The University of Pardubice is one of the top universities in the Czech Republic, and particularly excels in the chemical sciences. It originally opened in 1950, in answer to a local petition, as an Institute for Chemical Technology, and after years of expansion, was officially rechristened in 1994. The university’s overall vision is to always be contributing to developments in advanced technologies, creative human potential, and scientific knowledge. So it makes sense that is has chosen the 3Dn Tabletop Factory in a Tool (FiT) system from Orlando company nScrypt to help support its ongoing research in 3D printing electronic structures and materials.
nScrypt, a spin-out from research and development think tank Sciperio Inc., designs and manufactures accurate, flexible, high-precision microdispensing and Direct Digital Manufacturing solutions and equipment for industrial applications, and has also branched out into bioprinting as well. Its next-generation systems are used for multiple applications in the aerospace and defense fields, in addition to others.
The university will be using nScrypt’s 3Dn Tabletop Dual-Head, multi-material, precision ball screw motion platform for its research. In order to ensure automated in-process inspection and computer vision routines, the system, which includes a point laser height sensor for Z-tracking and mapping for conformal 3D printing onto objects of any surface shape, will come with nVision cameras for monitoring the multiple toolheads. Additionally, the 3Dn Tabletop will also feature a SmartPump microdispensing toolhead.
“This machine’s SmartPump can microdispense more than 10,000 commercially available materials, ranging from a few centipoise (like water) to millions of centipoise (much thicker than peanut butter),” explained nScrypt CEO Ken Church. “We have sold machines to many universities and labs around the world, but this is our first machine going to the Czech Republic. This machine is perfect for printing electronic materials, so we are proud to be able to support the University’s research and education efforts.”
The SmartPump toolhead has a pen tip with the smallest commercially available diameter at just ten microns, and can also get rid of “drooling” with pico-liter volumetric control.

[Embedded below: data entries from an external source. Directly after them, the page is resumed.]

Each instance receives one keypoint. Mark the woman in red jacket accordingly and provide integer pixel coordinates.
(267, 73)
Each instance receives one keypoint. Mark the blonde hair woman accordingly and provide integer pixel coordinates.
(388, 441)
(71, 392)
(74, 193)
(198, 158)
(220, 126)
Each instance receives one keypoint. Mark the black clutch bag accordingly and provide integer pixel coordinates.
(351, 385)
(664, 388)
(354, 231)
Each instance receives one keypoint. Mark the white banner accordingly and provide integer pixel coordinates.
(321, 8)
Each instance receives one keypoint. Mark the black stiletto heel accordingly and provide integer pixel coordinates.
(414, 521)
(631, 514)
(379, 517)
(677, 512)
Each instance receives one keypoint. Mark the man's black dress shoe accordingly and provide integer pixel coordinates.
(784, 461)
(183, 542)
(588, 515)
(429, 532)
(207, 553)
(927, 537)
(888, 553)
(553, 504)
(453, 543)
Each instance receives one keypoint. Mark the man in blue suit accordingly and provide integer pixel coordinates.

Professor Tomáš Syrový, a member of the university’s Chemical Technology faculty, explained that nScrypt’s 3Dn-Tabletop machine is the perfect choice, as it can successfully print inks that have a wide variety of viscosity.
“The machine’s functionality is allowing us to prototype various functional structures using hundreds of commercial inks or our experimental ink formulations, which we are using in our labs for industrial oriented R&D and for education,” Professor Syrový continued. “This is a big advantage, because we can use identical inks which we in previous times optimized for conventional printing techniques, such as screen printing, gravure printing, or flexography, and which we are using for various large area material printing applications. This is the perfect tool to enable my group to do faster development of various applications like various sensory structures, battery electrode layers, or conductive paths on 3D shaped objects, which our industrial partners frequently request for their commercial applications. A big advantage of the nScrypt system is how it helps our educational mission, where the students are in contact with latest hi-tech printing technologies, which allow them precise material printing, 3D bioprinting of biologically compatible materials, or conformal printing on 3D objects.”